Intuitive Example (Numerical Feature Splitting):
Consider a numerical feature like 'Age' in a dataset where the goal is to predict 'Insurance purchase' (Yes/No).
Standard Decision Tree / Random Forest: When splitting a node based on 'Age', the algorithm would typically sort the unique 'Age' values and evaluate potential split points (e.g., midpoints between adjacent sorted values) to find the threshold that best separates 'Yes' from 'No' instances. For example, it might find that Age > 35 is the optimal split.
Extra Trees: Instead of calculating optimal splits, Extra Trees would randomly pick a value within the range of 'Age' in that node (e.g., Age > 29.5, Age > 41.2, Age > 33.7). It would do this for several features and then select the feature and its random split point that achieves the best (but not necessarily optimal) impurity reduction.
Performance Considerations:
While the increased randomness in Extra Trees can lead to a slight increase in the bias of individual trees, the significant reduction in variance due to enhanced decorrelation often results in a net gain in overall ensemble performance.
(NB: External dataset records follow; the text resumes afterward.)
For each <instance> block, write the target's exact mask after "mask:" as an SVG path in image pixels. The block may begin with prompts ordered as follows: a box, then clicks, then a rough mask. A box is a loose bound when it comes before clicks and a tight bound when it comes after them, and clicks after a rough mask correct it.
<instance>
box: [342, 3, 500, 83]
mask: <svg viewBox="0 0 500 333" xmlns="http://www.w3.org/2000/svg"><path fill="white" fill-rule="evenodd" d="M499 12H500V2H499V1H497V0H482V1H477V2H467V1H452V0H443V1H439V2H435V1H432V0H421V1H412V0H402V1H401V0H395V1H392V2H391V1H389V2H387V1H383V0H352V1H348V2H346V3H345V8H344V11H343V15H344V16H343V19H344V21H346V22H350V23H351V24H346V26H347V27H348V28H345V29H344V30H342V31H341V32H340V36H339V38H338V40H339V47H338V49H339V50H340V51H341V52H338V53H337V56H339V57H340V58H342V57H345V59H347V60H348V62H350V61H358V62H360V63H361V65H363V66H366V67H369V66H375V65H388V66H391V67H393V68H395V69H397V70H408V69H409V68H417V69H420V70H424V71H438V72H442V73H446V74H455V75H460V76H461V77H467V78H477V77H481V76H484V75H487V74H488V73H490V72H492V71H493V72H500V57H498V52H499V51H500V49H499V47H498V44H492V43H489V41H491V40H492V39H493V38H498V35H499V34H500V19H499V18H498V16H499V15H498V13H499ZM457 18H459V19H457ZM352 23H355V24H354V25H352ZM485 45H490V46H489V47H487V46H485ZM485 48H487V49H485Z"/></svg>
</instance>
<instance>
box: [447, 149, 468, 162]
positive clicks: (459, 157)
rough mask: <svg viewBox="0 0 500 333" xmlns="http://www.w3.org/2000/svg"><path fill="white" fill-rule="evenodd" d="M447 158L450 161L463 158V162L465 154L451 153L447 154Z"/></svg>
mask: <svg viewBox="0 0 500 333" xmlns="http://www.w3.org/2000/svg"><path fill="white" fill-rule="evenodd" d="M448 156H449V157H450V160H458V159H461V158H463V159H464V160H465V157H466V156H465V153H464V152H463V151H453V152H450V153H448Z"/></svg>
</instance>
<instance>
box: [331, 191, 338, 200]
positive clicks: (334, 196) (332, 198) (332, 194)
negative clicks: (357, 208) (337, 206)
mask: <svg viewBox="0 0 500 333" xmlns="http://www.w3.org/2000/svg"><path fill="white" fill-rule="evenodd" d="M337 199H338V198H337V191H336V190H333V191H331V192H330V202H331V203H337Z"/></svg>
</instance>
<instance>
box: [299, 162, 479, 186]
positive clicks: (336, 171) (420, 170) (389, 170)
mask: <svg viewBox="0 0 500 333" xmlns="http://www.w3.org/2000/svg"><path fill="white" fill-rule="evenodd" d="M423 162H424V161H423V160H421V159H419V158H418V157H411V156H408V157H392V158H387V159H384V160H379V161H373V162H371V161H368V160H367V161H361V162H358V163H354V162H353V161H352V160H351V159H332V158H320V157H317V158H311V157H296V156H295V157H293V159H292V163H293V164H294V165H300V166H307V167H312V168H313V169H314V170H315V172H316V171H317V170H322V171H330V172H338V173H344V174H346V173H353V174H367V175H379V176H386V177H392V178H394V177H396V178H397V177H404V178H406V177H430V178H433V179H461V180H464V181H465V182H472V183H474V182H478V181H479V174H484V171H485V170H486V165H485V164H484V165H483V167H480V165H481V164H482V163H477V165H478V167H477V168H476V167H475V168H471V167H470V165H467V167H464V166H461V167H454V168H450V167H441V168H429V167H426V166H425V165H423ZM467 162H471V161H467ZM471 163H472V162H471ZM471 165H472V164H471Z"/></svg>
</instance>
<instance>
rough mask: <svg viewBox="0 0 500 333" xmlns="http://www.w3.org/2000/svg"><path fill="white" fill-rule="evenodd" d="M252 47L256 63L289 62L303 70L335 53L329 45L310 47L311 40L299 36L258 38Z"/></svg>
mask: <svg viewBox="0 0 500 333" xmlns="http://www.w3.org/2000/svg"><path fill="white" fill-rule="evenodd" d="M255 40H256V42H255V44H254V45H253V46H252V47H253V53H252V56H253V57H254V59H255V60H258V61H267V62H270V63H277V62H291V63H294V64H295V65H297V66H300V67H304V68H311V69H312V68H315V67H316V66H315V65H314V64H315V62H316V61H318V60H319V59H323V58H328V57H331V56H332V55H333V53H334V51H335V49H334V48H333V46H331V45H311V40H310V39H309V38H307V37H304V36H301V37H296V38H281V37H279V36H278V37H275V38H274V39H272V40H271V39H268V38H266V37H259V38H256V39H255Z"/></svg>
This makes Extra Trees a compelling alternative, and sometimes a superior choice, to Random Forest, particularly when dealing with complex, high-dimensional data or when the exact optimal split points are less clearly defined. Whether Extra Trees outperforms Random Forest, or any other algorithm, ultimately depends on the specific characteristics of the dataset and the problem at hand.
ADVANTAGES AND DISADVANTAGES OF RANDOM FOREST
Advantages
Robustness to Overfitting: Random Forests are less prone to overfitting compared to individual decision trees, because they average the results from many different trees, each of which might overfit the data in a different way.
Handling Large Datasets: They can handle large datasets with high dimensionality effectively.
Less Pre-processing: Random Forests can handle both categorical and numerical variables without the need for scaling or normalization. They can also handle missing values.
Variable Importance: They provide insights into which features are most important in the prediction.
Parallelizable: The training of individual trees can be parallelized, as they are independent of each other. This speeds up the training process.
Non-Parametric: Random Forests are non-parametric, meaning they make no assumptions about the form of the transformation from inputs to output. This makes them suitable to model complex, non-linear relationships.
Disadvantages
Model Interpretability: One of the biggest drawbacks of Random Forests is that they lack the interpretability of simpler models like linear regression or decision trees. While you can rank features by their importance, the model as a whole is essentially a black box.
Performance with Unbalanced Data: Random Forests can be biased towards the majority class when dealing with unbalanced datasets. This can sometimes be mitigated by balancing the dataset prior to training.
Predictive Performance: Although Random Forests generally perform well, they may not always provide the best predictive performance. Gradient boosting machines, for instance, often outperform Random Forests. If the relationships within the data are linear, a linear model will likely perform better than a Random Forest.
Inefficiency with Sparse Data: Random Forests might not be the best choice for sparse data (e.g., text data), where linear models or other algorithms might be more suitable.
Parameters Tuning: Although Random Forests require less tuning than some other models, there are still several parameters (like the number of trees, tree depth, etc.) that can affect model performance and need to be optimized.
Difficulty with High Cardinality Features: Random Forests can struggle with high cardinality categorical features (features with a large number of distinct values). These types of features can lead to trees that are biased towards the variables with more levels, and may cause overfitting.
Can't Extrapolate: This is because they do not predict beyond the range of the training data, and so they may not predict as accurately as other regression models.